More than offering solutions or agreeing with what was said (I pointed out on more than one occasion the global north-ness of the analysis), this group engaged in an exceptionally productive speculative exercise. So far, I cannot say where it took us or where it can take us. And that is completely fine. As Donna Haraway reminds us, speculation is a deliberate and cultivated practice that we know little about how to do, and we do not know if anything will come out of it. But it will eventually affect each other’s imaginations (Haraway in Haraway et al., 2015). 

What I can say for sure is that that day more than talking about solar servers, localized utopias or degrowth, we affected each other’s imaginations by inhabiting solarity as a condition. As the authors put it: 

Solarity is the condition we inhabit as we struggle to make worlds and build futures out of the ruins of petrocapitalism. It inspires hope, creativity, and joy, even as it carries the weight of our guilt, shame, and anger at what we—or, more precisely, some of us—have been and done (p. 1, emphasis mine).

And we did so, not only because we did not shy away from solarities contradictions, but because sitting together in a sunlit space, we performed solarity’s relationality. We inhabited Ruha Benjamin’s round room. We explore Butler’s new suns. In the best Harawayian fashion, this was an event “to stay with the trouble”.

References:

Benjamin, Ruha. 2017. “But … There Are New Suns!” Palimpsest: A Journal on Women, Gender, and the Black International 6 (1): 103–5. 

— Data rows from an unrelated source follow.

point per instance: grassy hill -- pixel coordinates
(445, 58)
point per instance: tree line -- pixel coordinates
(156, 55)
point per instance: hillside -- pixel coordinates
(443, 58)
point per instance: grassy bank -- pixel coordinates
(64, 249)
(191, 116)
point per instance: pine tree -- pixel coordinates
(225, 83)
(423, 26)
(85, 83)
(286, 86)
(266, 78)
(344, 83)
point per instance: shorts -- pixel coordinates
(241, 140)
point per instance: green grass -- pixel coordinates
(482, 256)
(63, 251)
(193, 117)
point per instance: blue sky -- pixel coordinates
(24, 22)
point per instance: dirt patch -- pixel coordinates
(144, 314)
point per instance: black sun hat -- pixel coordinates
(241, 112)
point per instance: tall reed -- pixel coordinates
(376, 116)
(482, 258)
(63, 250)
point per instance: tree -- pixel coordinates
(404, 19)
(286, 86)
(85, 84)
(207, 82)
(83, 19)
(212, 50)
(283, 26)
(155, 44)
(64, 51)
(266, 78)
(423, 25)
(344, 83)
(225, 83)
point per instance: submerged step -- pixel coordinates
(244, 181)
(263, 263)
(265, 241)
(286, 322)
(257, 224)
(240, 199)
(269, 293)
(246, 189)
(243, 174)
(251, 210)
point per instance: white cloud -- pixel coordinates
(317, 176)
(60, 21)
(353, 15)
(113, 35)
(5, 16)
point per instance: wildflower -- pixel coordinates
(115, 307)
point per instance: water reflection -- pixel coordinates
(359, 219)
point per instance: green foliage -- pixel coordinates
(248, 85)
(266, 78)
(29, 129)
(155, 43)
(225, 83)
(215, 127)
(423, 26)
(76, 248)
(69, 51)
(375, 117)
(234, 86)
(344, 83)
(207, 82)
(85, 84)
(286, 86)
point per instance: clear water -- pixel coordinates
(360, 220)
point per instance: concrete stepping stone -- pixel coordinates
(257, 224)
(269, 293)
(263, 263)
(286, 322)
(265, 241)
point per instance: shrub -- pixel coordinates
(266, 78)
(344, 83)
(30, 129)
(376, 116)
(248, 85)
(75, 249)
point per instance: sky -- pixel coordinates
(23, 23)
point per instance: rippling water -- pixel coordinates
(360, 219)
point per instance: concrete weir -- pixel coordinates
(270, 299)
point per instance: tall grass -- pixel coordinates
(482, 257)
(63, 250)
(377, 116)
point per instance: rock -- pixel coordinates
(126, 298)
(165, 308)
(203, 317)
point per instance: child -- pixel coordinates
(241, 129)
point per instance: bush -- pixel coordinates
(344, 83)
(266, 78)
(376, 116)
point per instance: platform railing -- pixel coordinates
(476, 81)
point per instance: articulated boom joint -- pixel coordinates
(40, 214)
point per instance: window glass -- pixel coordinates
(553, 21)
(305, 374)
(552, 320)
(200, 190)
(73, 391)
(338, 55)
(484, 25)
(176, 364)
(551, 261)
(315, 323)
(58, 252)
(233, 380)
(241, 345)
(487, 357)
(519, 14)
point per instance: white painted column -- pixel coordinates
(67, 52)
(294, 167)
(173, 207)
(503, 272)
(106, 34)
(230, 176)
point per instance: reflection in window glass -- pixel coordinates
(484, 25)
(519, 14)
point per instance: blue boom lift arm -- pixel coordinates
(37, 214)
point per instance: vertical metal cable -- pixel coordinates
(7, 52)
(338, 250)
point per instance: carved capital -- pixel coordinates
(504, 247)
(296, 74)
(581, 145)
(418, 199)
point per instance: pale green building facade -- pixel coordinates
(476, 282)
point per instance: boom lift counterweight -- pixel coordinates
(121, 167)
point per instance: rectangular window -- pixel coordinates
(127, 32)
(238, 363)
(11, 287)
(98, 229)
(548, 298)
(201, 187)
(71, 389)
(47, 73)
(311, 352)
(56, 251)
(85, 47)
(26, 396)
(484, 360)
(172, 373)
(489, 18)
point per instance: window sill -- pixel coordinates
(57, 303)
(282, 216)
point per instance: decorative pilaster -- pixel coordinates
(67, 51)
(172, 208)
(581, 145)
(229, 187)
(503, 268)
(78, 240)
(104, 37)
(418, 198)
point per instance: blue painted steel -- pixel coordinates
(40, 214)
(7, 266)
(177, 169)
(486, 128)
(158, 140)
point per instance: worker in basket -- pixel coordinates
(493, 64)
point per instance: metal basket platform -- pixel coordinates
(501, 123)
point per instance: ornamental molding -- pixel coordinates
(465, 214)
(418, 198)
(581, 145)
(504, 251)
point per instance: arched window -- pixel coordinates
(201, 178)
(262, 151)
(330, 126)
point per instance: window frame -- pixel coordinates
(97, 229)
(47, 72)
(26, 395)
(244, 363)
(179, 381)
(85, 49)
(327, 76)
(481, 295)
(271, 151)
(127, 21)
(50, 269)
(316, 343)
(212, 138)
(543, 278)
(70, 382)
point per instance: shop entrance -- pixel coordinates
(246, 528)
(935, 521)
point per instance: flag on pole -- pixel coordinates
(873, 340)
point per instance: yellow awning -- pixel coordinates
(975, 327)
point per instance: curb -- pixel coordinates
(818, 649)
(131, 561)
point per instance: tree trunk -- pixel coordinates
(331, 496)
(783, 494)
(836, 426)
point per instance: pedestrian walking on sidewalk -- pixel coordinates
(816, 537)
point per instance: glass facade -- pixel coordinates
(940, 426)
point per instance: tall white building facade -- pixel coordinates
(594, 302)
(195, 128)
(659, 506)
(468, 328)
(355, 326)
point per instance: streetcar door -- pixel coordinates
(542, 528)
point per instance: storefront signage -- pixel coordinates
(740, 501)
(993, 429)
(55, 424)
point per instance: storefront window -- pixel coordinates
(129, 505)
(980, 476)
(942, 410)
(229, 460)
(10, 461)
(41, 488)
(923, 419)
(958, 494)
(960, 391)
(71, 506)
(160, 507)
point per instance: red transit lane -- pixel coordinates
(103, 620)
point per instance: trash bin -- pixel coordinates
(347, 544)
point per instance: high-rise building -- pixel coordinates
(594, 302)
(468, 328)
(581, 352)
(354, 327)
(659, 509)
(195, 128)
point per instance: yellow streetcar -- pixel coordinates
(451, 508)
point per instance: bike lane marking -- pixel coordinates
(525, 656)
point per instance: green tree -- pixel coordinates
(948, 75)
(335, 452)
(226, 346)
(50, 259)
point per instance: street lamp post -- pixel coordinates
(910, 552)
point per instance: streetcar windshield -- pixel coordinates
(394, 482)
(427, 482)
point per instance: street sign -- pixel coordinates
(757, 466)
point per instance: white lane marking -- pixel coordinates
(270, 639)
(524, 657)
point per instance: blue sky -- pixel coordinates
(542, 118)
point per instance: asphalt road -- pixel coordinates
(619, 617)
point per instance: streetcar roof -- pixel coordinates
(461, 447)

Haraway, Donna. 2016. Staying with the Trouble: Making Kin in the Chthulucene. London and Durham: Duke University Press. 

Haraway, Donna, Noboru Ishikawa, Scott F. Gilbert, Kenneth Olwig, Anna L. Tsing, and Nils Bubandt. 2016. “Anthropologists Are Talking – About the Anthropocene.” Ethnos 81 (3): 535–64.

Vemuri, Ayesha, and Darin Barney, eds. 2022. Solarities: Seeking Energy Justice. Minneapolis and London: University of Minnesota Press.